Cabe a quem de direito encontrar soluções para colmatar essa ausência, até porque a escola se gaba de ter um plano de intervenção para combate ao insucesso à disciplina de matemática. Não foi encontrada nenhuma solução. O Ministério da Educação não enviou nenhum professor de substituição. E assim, enquanto outros avançavam na matéria, esta turma esteve mais de duas semanas sem aulas.
Quando a professora se apresentou na escola, para compensar, todos os alunos foram "obrigados" a ir à aula de apoio ao estudo, que deixou temporariamente de ser apoio ao estudo para passar a ser uma aula normal. Complicou um pouco o horário em termos de almoço, mas achei bem.
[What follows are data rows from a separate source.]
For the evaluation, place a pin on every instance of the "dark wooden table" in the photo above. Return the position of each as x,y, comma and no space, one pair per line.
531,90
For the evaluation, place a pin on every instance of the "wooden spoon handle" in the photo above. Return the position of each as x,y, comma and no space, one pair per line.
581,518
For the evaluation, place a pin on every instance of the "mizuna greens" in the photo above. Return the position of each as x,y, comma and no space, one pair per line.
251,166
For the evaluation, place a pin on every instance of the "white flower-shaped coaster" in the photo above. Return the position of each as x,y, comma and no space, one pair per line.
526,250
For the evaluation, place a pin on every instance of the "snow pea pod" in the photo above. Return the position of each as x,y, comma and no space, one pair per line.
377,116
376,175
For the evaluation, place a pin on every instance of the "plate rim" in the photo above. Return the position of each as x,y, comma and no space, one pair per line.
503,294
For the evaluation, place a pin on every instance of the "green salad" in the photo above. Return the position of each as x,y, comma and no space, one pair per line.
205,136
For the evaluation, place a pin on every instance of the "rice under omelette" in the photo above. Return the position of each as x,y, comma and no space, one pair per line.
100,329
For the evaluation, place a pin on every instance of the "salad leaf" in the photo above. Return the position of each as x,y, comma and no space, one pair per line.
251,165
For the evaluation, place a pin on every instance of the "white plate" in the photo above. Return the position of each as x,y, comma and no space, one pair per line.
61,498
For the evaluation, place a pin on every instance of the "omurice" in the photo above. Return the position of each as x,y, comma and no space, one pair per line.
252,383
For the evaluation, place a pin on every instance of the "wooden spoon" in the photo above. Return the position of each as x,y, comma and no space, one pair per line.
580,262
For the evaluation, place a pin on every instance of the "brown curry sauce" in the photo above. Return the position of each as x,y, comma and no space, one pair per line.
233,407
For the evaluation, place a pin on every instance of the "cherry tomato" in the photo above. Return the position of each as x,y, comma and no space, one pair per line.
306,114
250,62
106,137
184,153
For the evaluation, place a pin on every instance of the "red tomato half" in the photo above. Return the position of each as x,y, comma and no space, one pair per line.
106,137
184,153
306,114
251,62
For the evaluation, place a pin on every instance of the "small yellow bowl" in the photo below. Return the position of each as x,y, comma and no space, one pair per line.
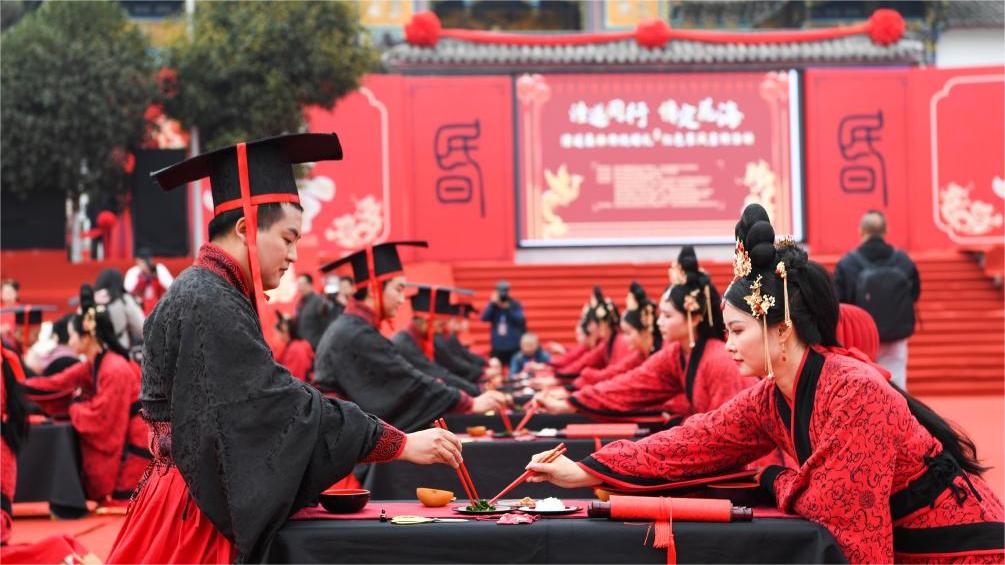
434,498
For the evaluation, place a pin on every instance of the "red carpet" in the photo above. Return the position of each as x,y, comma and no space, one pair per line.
982,417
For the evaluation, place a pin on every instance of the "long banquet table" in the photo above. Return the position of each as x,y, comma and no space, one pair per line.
312,537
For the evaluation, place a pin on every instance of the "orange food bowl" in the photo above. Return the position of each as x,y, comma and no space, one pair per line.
433,498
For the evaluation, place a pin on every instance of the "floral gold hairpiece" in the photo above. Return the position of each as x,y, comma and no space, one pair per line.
677,274
784,273
741,261
760,304
690,306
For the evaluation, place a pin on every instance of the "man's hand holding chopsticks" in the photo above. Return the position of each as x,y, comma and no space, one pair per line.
562,472
430,446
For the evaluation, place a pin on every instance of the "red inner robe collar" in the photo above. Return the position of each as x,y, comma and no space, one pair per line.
213,257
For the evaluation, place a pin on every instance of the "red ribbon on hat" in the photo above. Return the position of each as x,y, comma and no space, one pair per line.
251,227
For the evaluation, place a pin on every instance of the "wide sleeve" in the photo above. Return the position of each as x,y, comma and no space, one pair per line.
846,482
718,380
253,443
648,387
594,376
594,358
103,418
368,368
718,441
75,376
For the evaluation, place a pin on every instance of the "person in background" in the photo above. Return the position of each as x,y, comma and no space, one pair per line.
508,323
293,353
9,291
127,316
148,280
530,352
884,281
106,409
51,353
314,313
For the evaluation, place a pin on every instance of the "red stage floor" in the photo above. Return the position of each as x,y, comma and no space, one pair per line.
982,417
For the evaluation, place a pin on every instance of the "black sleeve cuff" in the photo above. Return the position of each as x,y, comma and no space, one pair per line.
767,478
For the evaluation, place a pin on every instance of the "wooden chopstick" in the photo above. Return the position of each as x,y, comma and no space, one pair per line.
557,452
465,478
442,425
505,414
527,417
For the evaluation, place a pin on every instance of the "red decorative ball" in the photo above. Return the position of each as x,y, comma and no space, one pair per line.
652,33
423,30
107,220
885,26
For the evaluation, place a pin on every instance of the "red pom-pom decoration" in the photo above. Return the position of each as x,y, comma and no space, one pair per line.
423,30
652,33
885,26
107,220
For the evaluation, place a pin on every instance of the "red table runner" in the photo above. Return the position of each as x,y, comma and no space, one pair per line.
392,509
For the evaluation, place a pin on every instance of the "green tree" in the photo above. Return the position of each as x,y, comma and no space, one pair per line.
75,78
252,66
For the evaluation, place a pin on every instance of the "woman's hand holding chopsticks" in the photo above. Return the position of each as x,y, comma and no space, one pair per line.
562,472
434,445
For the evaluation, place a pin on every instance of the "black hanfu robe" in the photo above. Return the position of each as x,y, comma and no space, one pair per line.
356,362
447,356
461,350
409,348
253,443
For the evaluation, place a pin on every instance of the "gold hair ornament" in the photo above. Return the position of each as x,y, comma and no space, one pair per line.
741,261
760,304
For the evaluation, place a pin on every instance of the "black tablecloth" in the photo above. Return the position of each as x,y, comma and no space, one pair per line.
492,465
551,541
48,468
457,423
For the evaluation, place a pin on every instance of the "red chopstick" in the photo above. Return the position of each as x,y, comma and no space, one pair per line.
465,478
558,451
527,416
505,414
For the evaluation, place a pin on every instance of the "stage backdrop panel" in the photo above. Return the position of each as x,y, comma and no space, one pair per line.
925,146
654,159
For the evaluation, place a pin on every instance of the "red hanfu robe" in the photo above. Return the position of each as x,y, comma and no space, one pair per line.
869,472
667,382
297,357
599,357
593,376
570,357
107,418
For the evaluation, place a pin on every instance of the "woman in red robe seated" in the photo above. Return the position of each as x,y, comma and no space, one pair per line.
14,417
691,373
609,348
887,477
293,352
106,408
638,331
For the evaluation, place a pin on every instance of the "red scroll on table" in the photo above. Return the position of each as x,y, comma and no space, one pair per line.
573,431
663,511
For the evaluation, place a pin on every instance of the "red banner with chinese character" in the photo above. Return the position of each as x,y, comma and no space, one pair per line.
460,158
925,146
639,159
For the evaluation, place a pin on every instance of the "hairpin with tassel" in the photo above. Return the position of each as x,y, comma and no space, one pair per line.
690,306
760,304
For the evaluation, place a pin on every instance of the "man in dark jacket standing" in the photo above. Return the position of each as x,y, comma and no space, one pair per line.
507,318
314,313
884,281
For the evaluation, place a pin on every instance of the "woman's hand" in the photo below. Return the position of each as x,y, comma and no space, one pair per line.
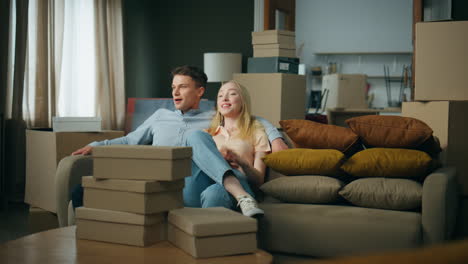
232,158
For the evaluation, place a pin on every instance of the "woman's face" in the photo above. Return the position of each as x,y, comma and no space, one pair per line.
229,100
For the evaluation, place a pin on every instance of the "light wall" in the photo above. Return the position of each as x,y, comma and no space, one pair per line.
360,26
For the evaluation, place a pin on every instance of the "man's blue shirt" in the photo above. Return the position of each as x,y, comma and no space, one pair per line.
170,128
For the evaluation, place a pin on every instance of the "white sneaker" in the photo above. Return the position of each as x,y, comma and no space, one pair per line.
249,206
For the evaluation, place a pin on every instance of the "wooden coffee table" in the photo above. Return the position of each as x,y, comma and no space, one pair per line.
61,246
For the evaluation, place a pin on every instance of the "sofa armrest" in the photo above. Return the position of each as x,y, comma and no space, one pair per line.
439,205
68,175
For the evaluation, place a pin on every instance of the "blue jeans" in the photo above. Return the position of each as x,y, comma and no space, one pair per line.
205,187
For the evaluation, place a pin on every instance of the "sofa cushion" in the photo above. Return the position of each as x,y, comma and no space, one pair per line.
305,161
394,194
387,162
304,189
333,230
390,131
310,134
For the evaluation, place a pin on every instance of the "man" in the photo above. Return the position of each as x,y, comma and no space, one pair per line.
182,127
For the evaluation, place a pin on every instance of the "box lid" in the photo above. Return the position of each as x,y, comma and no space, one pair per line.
119,217
211,221
76,119
142,152
274,32
287,46
132,185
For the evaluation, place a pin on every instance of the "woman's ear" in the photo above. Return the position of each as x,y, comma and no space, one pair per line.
201,91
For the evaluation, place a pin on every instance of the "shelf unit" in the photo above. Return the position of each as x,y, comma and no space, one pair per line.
363,53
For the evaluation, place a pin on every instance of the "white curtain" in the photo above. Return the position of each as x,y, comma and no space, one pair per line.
110,80
74,63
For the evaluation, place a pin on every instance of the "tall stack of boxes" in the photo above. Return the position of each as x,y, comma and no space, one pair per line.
272,77
132,189
135,197
441,96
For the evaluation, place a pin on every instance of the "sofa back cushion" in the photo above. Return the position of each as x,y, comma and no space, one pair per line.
304,189
384,193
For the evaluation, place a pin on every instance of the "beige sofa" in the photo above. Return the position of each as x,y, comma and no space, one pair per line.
324,230
336,230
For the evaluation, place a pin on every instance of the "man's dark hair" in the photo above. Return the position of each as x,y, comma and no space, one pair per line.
197,74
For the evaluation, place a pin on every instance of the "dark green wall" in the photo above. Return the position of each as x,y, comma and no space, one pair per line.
459,10
161,35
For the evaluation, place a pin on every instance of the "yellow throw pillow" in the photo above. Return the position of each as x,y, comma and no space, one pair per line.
305,161
388,162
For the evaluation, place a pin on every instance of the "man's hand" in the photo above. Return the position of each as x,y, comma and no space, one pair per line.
278,145
87,150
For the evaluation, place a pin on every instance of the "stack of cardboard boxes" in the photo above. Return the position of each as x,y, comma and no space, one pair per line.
44,150
133,187
131,193
276,90
441,96
274,51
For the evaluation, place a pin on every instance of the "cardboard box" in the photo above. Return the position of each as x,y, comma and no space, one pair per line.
273,65
40,220
212,232
142,197
44,150
131,162
120,227
276,96
282,37
290,53
345,90
275,46
76,124
441,61
448,121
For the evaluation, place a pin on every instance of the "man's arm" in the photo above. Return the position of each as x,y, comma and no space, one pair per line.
141,136
274,136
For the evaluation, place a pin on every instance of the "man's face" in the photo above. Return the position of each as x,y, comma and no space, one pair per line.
185,93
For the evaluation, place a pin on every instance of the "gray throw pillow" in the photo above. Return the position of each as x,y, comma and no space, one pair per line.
304,189
384,193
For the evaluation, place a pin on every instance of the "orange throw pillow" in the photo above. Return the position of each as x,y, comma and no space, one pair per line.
310,134
390,131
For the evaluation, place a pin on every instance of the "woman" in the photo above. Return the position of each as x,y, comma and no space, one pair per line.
242,141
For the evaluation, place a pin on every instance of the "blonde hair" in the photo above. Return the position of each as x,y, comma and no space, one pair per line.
246,123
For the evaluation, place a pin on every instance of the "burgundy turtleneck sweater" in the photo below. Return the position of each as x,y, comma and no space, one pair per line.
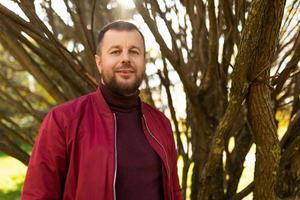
139,168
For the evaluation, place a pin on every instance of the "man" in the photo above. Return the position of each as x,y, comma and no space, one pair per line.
108,144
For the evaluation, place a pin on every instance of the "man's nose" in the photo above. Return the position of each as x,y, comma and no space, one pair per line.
125,57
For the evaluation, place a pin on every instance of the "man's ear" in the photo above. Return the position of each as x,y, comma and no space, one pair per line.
98,62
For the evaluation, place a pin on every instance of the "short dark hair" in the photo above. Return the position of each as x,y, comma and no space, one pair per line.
119,25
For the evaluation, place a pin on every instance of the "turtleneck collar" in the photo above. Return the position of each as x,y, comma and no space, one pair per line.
120,103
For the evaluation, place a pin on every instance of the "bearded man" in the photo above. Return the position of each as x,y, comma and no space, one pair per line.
106,145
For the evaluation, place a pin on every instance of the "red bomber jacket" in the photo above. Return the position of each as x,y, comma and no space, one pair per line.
74,156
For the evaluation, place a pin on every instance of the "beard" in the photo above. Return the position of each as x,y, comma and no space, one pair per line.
124,89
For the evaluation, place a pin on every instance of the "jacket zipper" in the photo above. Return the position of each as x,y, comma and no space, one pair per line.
151,134
116,154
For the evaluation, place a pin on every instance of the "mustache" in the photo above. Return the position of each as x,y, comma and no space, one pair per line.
126,66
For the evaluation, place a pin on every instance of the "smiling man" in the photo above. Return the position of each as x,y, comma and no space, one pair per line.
108,144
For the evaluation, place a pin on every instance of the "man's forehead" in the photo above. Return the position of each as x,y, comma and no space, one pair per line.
115,37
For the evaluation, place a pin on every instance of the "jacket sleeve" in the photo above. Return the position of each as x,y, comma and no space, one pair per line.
47,166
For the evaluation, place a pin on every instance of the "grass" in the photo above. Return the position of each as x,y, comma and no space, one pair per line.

Agora, no início do 2º período, as aulas de apoio ao estudo voltaram a ser apenas isso, e só para quem está indicado para as frequentar.
Mas, para todos os alunos e em regime de obrigatoriedade, sob pena de falta injustificada, mais uma vez para compensar a ausência da professora do período anterior, a direcção da escola decidiu acrescentar uma aula extra de matemática. Não considero muito justo, mas se é para o bem deles, que seja. Essa hora extra foi colocada no último tempo de 4ª feira. Mais uma contrariedade mas, infelizmente, ao longo da vida, temos que enfrentar muitas, por isso é melhor que se habituem desde cedo.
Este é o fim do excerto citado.